Presentation of Learning

My friend Quanita Roberson has an annual commitment. She asks people to share their “presentation of learning.” It’s anywhere from 10-30 minutes of reflecting on what has been important over the last year. No right answers. No wrong. Just what was important. Quanita does some in person — people gathered in her home to share over an evening together. She does some of it virtually — recording a shared screen through Zoom.

This weekend Quanita and I met for a reflecting back on 2016. She was asking me for mine. She’ll be posting that soon on her site. However, in the mean time, I had a peek at the “presentation” I shared with her two years ago. It’s a 25 minute video that includes these themes:

  • Popping to a new resonance together / the composite being that is a group, whether two, twenty, or more.
  • Saying no to good things / relationship to time and the courage it takes to discern and say, no.
  • In anything is the everything / connection of energy and opportunity. I learn this particularly with my friend Roq Gareau.
  • Nothing less that who you really are / radical honesty. Quanita is one who calls this out.
  • Things you can’t not do / lessons learned from my dog Shadow.
  • Hunger for essence and simplicity / be honest, be clear, be real.

I don’t like the camera angle that has me looking down and away at my notes, but it was my own doing. I’ve always been one who learns and integrates best with a visual reference and a few notes, from which I then just try to speak extemporaneously. The content stirred me up again today — realizing some of where I am two years later.

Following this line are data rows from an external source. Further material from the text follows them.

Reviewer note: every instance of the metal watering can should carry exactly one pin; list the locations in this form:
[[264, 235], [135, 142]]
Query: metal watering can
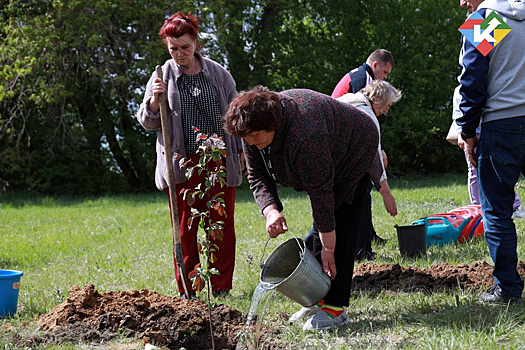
[[293, 271]]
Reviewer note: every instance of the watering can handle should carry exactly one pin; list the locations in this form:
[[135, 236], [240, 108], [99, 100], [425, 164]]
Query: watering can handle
[[268, 240]]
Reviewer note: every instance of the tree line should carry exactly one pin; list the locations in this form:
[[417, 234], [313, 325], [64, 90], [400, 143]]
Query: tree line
[[73, 73]]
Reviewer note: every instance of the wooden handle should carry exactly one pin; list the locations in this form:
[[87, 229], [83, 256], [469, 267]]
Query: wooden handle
[[165, 122]]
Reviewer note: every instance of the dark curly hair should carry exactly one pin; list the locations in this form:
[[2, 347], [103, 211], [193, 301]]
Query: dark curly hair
[[254, 110]]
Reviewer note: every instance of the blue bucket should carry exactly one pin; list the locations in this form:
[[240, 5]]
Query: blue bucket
[[9, 287]]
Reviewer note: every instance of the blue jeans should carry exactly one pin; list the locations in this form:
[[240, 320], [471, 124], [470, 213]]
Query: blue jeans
[[501, 158]]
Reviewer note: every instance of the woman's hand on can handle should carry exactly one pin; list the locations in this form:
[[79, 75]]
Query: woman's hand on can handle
[[275, 222]]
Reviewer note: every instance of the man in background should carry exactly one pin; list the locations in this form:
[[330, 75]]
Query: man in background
[[377, 66], [491, 91]]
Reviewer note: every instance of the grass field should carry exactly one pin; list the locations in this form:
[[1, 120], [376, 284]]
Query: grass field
[[124, 243]]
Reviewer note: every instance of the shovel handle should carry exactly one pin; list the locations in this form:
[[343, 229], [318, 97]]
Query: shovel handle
[[166, 137]]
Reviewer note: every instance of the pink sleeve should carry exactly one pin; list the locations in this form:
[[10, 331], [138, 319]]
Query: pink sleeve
[[342, 86]]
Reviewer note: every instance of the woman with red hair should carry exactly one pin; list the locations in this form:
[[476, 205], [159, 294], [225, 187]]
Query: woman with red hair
[[198, 91]]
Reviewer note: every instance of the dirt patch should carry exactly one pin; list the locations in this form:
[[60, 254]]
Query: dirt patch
[[377, 278], [91, 316], [94, 317]]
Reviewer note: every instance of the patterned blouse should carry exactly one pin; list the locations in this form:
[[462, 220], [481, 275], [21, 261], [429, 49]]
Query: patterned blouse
[[324, 148], [199, 108]]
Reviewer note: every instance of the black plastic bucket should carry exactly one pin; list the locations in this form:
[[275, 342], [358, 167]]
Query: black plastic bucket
[[412, 239]]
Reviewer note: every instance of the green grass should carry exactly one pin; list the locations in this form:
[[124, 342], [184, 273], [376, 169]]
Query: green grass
[[124, 243]]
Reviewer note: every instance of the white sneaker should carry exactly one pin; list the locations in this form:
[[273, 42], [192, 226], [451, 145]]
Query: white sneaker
[[518, 213], [304, 313], [321, 320]]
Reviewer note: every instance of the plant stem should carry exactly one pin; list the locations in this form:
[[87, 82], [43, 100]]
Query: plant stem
[[209, 314]]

I’m grateful for friends like Quanita who insist on learning.

Either / Or Typology

Fill in the blank, please. Don’t overthink it. First responses are best.

There are only two kinds of people in the world — _____ and _____.

One of my favorites, because it is so relevant is “those that arrive five minutes early” and “those that arrive five minutes late.” I tend to be the former.

Duality is absurd, isn’t it. It’s rare that it creates an accurate depiction. It hides more than it reveals. It’s common that duality compresses reality into a spectacled farce. Forced choice has its moments, I suppose, but seems to be more about imposed bravado than nuanced understanding.

I was with friends recently who offered this duality, gaming style — “There are only two kinds of people in the world — a sack of shit and a son of a bitch. Which are you?” It was a great invitation to legitimize shadow. After all, few of us want that forced choice to define us. And to be fair, these friends offered complete freedom to choose and identify. There was beauty and honesty in both.

Absurd, right.

I have to admit I’ve been a bit grumbly when I hear people reference the need for non-duality. It’s triggered an odd, nested duality response — “you’re either for duality or not.” There’s no gain in that. But, I’m coming to realize that as simple as it sounds, this duality disposition is alive and well in much of contemporary society. It’s a sneaky and skilled hider — it can find the most simple stones, thoughts, experiences, expressions and such to hide behind. You can do a “duality sweep” of a room, or group, or self, and find it clear, only to come back five minutes later and find duality infestation. Yikes!

Absurd.
Punishing.
Disregarding.
Merely convenient.
Made for bad TV movies.

There’s five big red flags for me about dualistic thinking. I think I’ll play with this for a while. Call a few absurdities out to the front porch, so as to be seen and deliberately invited to stay and dwell for a while, or live somewhere else, or something else.